By Dan Glickman
Dan Glickman is Vice President of the Aspen Institute and Senior Fellow at the Bipartisan Policy Center. He is a co-chair of The Chicago Council's Global Agricultural Development Initiative.
I recently returned from a conference hosted by the Aspen Institute in Addis Ababa, Ethiopia with a number of scholars and members of Congress. Over a period of several days we did an in-depth exploration of the myriad issues encompassing U.S. relations with the 54 nations of Africa.
One thing became clear: Africa is a land of opportunity and promise for its people and for the people of the United States. First, there is incredible economic potential waiting to be or already being unleashed across the continent. The IMF predicts that by 2017 11 of the world's 20 fastest growing economies will be African. As economies grow and opportunity spreads the potential for U.S. businesses is astronomic. As President Obama recently said, "The world is investing in Africa like never before... So I see Africa as the world's next major success story."

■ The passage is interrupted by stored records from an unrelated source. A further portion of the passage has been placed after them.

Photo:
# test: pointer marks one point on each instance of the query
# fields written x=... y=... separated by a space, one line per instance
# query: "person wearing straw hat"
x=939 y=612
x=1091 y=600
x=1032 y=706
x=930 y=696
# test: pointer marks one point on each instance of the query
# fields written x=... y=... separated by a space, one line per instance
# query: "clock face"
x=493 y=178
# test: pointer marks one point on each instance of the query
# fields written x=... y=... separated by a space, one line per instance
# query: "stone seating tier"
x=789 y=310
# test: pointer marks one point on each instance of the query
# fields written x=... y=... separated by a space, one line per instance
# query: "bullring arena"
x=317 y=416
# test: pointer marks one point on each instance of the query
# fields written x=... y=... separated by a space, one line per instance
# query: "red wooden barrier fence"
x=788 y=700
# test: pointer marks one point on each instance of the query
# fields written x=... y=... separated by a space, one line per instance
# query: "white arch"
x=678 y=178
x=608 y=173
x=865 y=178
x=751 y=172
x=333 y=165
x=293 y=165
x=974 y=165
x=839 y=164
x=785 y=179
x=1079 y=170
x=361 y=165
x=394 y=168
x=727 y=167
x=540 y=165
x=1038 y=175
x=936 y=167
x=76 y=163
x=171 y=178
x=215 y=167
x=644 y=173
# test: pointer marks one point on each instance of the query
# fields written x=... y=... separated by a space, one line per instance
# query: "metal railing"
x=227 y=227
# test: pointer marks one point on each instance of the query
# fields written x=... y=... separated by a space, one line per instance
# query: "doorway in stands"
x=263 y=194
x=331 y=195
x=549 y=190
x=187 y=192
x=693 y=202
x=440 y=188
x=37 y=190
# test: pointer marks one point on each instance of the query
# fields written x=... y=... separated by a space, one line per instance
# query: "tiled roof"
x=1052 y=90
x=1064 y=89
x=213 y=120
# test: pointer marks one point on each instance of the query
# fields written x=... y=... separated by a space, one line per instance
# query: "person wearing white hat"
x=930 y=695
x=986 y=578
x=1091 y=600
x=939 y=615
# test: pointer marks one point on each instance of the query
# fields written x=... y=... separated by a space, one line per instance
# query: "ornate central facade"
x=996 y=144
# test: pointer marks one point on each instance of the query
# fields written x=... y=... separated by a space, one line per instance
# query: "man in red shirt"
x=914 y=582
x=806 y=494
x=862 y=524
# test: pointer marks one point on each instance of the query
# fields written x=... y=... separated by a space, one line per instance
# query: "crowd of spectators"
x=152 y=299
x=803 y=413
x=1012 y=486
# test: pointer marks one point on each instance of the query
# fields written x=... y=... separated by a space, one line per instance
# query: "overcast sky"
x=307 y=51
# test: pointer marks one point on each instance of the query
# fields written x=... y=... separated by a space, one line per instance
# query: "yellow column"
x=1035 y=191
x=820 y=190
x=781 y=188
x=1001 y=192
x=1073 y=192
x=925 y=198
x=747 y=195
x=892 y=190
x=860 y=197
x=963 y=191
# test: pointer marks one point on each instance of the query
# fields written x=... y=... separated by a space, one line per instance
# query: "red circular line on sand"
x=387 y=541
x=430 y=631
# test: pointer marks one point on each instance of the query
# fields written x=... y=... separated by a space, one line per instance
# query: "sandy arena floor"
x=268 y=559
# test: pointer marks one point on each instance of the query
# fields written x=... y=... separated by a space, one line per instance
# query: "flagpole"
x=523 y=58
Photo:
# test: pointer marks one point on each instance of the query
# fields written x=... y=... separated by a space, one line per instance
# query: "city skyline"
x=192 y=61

Some of that success is attributable to US investments in health care from HIV/AIDs prevention, malaria and tuberculosis treatments as well as maternal health. Particularly in HIV/AIDS the establishment of PEPFAR, a bipartisan Congressional accomplishment led and administered by President Bush, has saved literally millions of lives and changed the demography and future of numerous African nations. President Bush may be viewed as a polarizing figure in the United States but he is beloved by many African people for his commitment to health and the fight against HIV. This story of bipartisanship and the federal government often goes overlooked outside of African development professional circles but the tremendously positive impact US taxpayer dollars had on the lives of HIV positive or at risk Africans has been a resounding success.
One experience in Ethiopia that particularly affected me was a visit to a Peace Corps site in Amboo, a town of some 80,000 about two hours from Addis Ababa. Three Americans were working there as volunteers teaching in the local school, helping a health clinic treat disabled children and assisting subsistence farmers to increase their yields and have more success with their crops. There is an emphasis in the Peace Corps that volunteers bring their skills to bear where they serve to build lasting capabilities that will continue to improve the lives of the community where they serve. Americans from across the U.S. sign up for two-year commitments (though many often extend their stay to complete their work) and are totally cut off from their families and from amenities and comforts we take for granted in this country. Peace Corps volunteers are model citizens for their peers back home and excellent ambassadors of the hope, dedication and kindness that embody the spirit of the American people.
Seeing these volunteers commitment to service and to improving the lives of their fellow man was a refreshing reminder that, even though our system of government may be limping along and the mood in Washington is weary and bleak, out in the world the United States can still be a force for tremendous good.